Hi, I'm a grad student at CMU studying network security in general and
censorship / surveillance resistance in particular. I also used to work
for Mozilla, some of you may remember me in that capacity. My friend
Sumana Harihareswara asked me to comment on Wikimedia's plans for
hardening the encyclopedia against state surveillance. I've read all of
the discussion to date on this subject, but it was kinda all over the
map, so I thought it would be better to start a new thread.
I understand that there is specific interest in making it hard for an
eavesdropper to identify *which pages* are being read or edited. I'd
first like to suggest that there are probably dozens of other things a
traffic-analytic attacker could learn and make use of, such as:
* Given an IP address known to be communicating with WP/WM, whether
or not there is a logged-in user responsible for the traffic.

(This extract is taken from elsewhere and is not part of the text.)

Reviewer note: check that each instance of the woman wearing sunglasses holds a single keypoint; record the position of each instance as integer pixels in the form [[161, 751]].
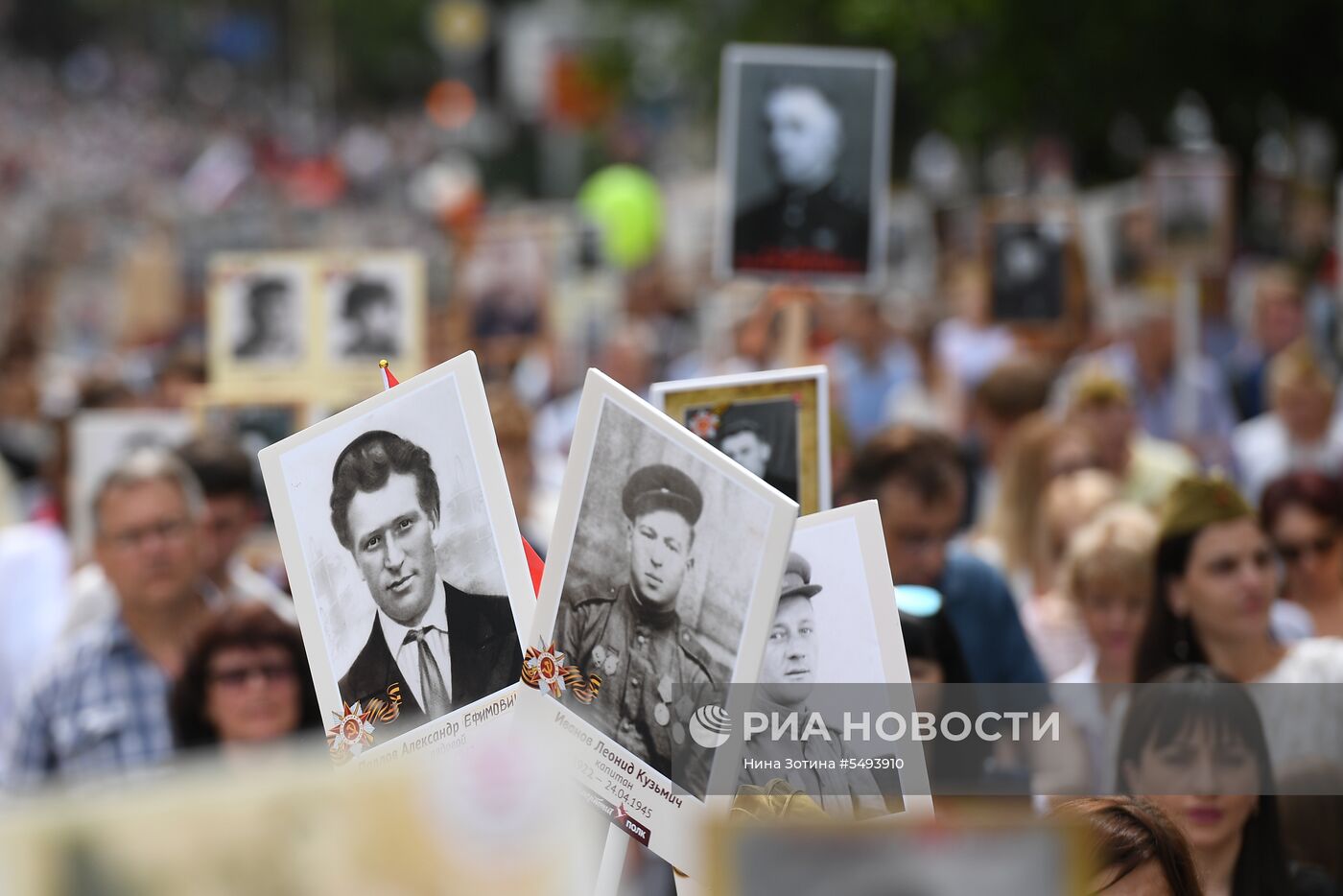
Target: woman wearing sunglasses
[[1214, 596], [1303, 515], [245, 684]]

* Assuming it is known that a logged-in user is responsible for some
traffic, *which user it is* (User: handle) or whether the user has
any special privileges.
* State transitions between uncredentialed and logged-in (in either
* State transitions between reading and editing.
This is unlikely to be an exhaustive list. If we are serious about
defending about traffic analysis, one of the first things we should do
is have a bunch of experienced editors and developers sit down and work
out an exhaustive list of things we don't want to reveal. (I have only
ever dabbled in editing Wikipedia.)
Now, to technical measures. The roadmap at [URL] looks to me to have the
right shape, but there are some missing things and points of confusion.
The very first step really must be to enable HTTPS unconditionally for
everyone (whether or not logged in). I saw a couple of people mention
that this would lock some user groups out of the encyclopedia -- can
anyone expand on that a little? We're going to have to find a workaround
for that. If the server ever emits cleartext, the game is over. You
should probably think about doing SPDY, or whatever they're calling it
these days, at the same time; it's valuable not only for traffic
analysis' sake, but because it offers server-side efficiency gains that
(in theory) should mitigate the overhead of doing TLS for everyone.
After that's done, there's a grab bag of additional security refinements
that are deployable now or with minimal-to-moderate engineering effort.
The roadmap mentions Strict Transport Security; that should definitely
happen. You should also do Content-Security-Policy, as strict as
possible. I know this can be a huge amount of development effort, but
the benefits are equally huge - we don't know exactly how it was done,
but there's an excellent chance CSP on the hidden service would have
prevented the exploit that got us all talking about this. Certificate
pinning (possible either via HSTS extensions, or via talking to browser
vendors and getting them to bake your certificate in) should at least
cut down on the risk of a compromised CA. Deploying DNSSEC and DANE will
also help with that. (Nobody consumes DANE information yet, but if you
make the first move, things might happen very fast on the client side;
also, if you discover that you can't reasonably deploy DANE, the IETF
needs to know about it [I would rate it as moderately likely that DANE
Perfect forward secrecy should also be considered at this stage. Folks
seem to be confused about what PFS is good for. It is *complementary* to
traffic analysis resistance, but it's not useless in the absence of.
What it does is provide defense in depth against a server compromise by
a well-heeled entity who has been logging traffic *contents*. If you
don't have PFS and the server is compromised, *all* traffic going back
potentially for years is decryptable, including cleartext passwords and
other equally valuable info. If you do have PFS, the exposure is limited
to the session rollover interval.
You should also consider aggressively paring back the set of
ciphersuites offered by your servers. [...]
And finally, I realize how disruptive this is, but you need to change
all the URLs so that the hostname does not expose the language tag.
Server hostnames are cleartext even with HTTPS and SPDY (because they're
the subject of DNS lookups, and because they are sent both ways in the
clear as part of the TLS handshake); so even with ubiquitous encryption,
an eavesdropper can tell which language-specific encyclopedia is being
read, and that might be enough to finger someone.
My suggested bikeshed color would be
(i.e. replace /wiki/ with the
language tag). It is probably not necessary to do this for Commons, but
it *is* necessary for metawikis (knowing whether a given IP address ever
even looks at a metawiki may reveal something important).
Once *all of* those things have been done, we could start thinking about
traffic analysis resistance. I should be clear that this is an active
research field. Theoretically, yes, what you do is pad. In practice, we
don't know how much padding is required. I want to address two repeated
errors from earlier: The padding inherent in TLS block cipher modes is
"round up to the nearest multiple of 16 bytes", which has been shown to
be woefully inadequate. It is *theoretically* possible to make TLS
over-pad, up to a multiple of 256 bytes, but that is still inadequate,
and no off-the-shelf implementation bothers.